The ten songs on Alligator Allegory were written first on an acoustic guitar and complete in themselves before being laid down in the studio. I spent a great deal of time working on the words to the songs, so that they told complete, rounded stories. Initially we went into the studio with twelve songs, but two I’ve decided to hold back from the completed album. Not because they weren’t up to scratch, but because they (1) made the album too long and (2) didn’t sound ‘essential’ to the album. One of objectives I strongly wanted to achieve was to create a set of songs which took the listener on a journey from first track to last: a coherence which gave the impression of ‘moving’ through a story musically & lyrically, like chapters in a novel, although not a ‘concept’ album by any means, I wanted there to be a consistency, flow-through in the ‘stories’ the tracks told. This would seem to fly somewhat in the face of the contemporary wisdom that the ‘album’ is dead in the face of single downloads and cloud-streaming. I actually don’t believe this is true. People who actively listen to music, as opposed to relegating it to the backing track of their lives, will always be drawn to sets of songs, and the interplay between them.
Likewise, the songs themselves have a very traditional structure: verse, chorus, bridge, solo, and so on.
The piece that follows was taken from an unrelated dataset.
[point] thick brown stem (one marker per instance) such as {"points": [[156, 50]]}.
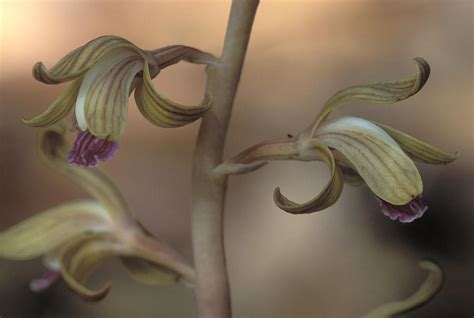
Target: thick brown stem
{"points": [[212, 286]]}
The trick, since most of the tracks run over the 4 minute mark (some well over), was to build them up with backing vocals and additional instrumentation, to sustain the listeners interest. Neil Pickles, who recorded & produced the album with me, had a keen ear for how each track needed to be built up and layered. He has also very expertly recreated the ‘analogue’ sound of the early seventies, although the recording of the album was entirely digital. Perhaps the aspect I’m most pleased with is the recording of the drums, Neil has managed to capture the ‘phat’ of Mick Parker''s snare perfectly".